Other platforms in the same category
The same session-and-stream pattern recurs across this category, which is why a single normalized client tends to extend cleanly to its neighbours. Neutral notes on what each holds:
- Quotex — binary options platform; per-account balances, trade history and live quotes behind a logged-in session.
- IQ Option — broader options, forex and CFD platform; CySEC-licensed, with account state and a market-data stream.
- Olymp Trade — fixed-time and forex trading; account ledger, positions and asset feeds per user.
- Binomo — beginner-oriented options app; demo and real balances, tournament records, trade logs.
- ExpertOption — multi-asset options app; per-account positions and live pricing.
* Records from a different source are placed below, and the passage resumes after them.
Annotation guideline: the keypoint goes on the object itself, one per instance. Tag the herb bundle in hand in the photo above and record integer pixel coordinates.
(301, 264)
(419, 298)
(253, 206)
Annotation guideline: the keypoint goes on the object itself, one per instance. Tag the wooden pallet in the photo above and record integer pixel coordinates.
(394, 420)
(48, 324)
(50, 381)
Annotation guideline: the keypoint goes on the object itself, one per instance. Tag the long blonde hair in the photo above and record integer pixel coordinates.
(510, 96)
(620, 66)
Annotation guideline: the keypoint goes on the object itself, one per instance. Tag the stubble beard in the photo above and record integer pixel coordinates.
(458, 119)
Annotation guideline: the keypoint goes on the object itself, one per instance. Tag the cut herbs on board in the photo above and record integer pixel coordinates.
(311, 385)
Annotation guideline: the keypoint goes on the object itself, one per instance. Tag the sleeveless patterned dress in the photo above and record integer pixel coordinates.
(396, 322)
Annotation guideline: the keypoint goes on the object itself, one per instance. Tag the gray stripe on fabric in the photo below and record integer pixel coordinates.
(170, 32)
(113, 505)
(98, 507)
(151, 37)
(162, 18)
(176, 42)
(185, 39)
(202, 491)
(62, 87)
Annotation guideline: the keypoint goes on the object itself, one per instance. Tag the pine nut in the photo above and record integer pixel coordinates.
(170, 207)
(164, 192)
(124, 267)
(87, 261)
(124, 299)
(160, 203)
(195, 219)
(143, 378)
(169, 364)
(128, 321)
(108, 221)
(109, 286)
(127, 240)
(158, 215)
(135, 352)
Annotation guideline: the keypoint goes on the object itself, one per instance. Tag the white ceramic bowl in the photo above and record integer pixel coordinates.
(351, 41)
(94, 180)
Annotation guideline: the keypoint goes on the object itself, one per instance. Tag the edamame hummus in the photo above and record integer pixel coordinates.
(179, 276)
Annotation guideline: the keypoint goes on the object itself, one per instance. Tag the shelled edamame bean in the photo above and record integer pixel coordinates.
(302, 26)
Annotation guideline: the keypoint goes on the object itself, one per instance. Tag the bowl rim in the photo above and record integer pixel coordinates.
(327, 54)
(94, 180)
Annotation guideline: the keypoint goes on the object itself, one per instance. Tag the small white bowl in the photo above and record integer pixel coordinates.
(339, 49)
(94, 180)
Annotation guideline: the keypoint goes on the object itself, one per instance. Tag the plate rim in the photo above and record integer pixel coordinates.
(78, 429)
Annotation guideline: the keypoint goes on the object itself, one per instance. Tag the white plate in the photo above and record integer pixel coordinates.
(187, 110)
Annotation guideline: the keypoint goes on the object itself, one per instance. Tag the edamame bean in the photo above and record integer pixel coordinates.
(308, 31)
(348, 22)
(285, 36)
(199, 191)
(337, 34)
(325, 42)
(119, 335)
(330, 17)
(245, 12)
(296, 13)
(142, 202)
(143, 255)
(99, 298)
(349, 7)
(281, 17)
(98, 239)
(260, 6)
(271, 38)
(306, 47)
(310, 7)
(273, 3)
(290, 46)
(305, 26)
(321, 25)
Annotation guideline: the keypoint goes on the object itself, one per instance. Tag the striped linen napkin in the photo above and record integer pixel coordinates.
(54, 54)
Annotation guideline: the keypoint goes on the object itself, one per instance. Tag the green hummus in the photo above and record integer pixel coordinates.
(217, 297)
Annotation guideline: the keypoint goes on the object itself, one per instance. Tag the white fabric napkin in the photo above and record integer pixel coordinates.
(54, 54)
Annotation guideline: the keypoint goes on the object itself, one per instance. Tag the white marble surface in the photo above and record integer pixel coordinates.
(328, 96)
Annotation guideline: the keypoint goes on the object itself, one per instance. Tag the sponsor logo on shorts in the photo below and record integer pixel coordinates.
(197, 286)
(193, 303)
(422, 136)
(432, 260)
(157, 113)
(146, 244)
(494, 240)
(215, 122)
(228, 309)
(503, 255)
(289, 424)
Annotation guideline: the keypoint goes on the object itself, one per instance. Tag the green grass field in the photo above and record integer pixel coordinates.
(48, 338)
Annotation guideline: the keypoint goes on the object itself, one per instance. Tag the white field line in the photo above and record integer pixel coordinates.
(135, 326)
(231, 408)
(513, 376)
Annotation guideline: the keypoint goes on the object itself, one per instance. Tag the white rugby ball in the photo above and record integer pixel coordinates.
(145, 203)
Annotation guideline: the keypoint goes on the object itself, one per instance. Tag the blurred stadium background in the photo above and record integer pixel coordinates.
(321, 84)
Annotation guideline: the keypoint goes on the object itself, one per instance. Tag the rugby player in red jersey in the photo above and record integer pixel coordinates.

- IQcent — options and forex broker; account balances and trade records behind login.
- Deriv — options, multipliers and CFDs; documented account and contract data per user.
- Exnova — options and forex platform; account state, trade history and streaming quotes.
App names are listed for context only — no ranking, no endorsement.
Questions integrators ask about Pocket Broker
Is Pocket Broker the same platform as Pocket Option?
Effectively yes. Pocket Broker (com.potradeweb) is a white-label client of the Pocket Option platform — the app's own listing routes support through Pocket Option, and both clients speak to the same trading backend. An integration built against the session protocol works the same way for either.
What authenticates a session, if not a key?
Access rides a session string the platform already issues to a logged-in browser — the SSID value carried in the socket.io auth frame. We capture it from a consenting account during onboarding and refresh it on a schedule so the connection does not lapse. No password is stored.
Can demo and live accounts be kept separate?
Yes. The auth frame carries an isDemo flag, so the client targets a practice balance or a funded account explicitly. We parametrize that so a demo feed and a real-money feed never get crossed in your data store.
Can the live tick stream be recorded for backtesting?
Yes. The candle and tick subscriptions can be written to a small replay harness so OHLC and sub-second prices are kept for research and reconciliation, rather than only consumed live.
App profile — Pocket Broker (com.potradeweb)
Pocket Broker is a mobile trading app published on Google Play under the package id com.potradeweb. It is a re-branded client of the Pocket Option platform and offers, per its store listing, 100+ financial instruments across forex, crypto, stocks, commodities and indices; a rechargeable demo account; a real-trading mode with 50+ deposit and withdrawal providers; a gamified achievements engine; an education centre; and localization in 24 languages. The platform is registered under the Mwali International Services Authority in the Comoros. Trading carries significant risk of capital loss, as the listing's own risk warning states. This page is independent technical analysis and is not affiliated with the app or its operator.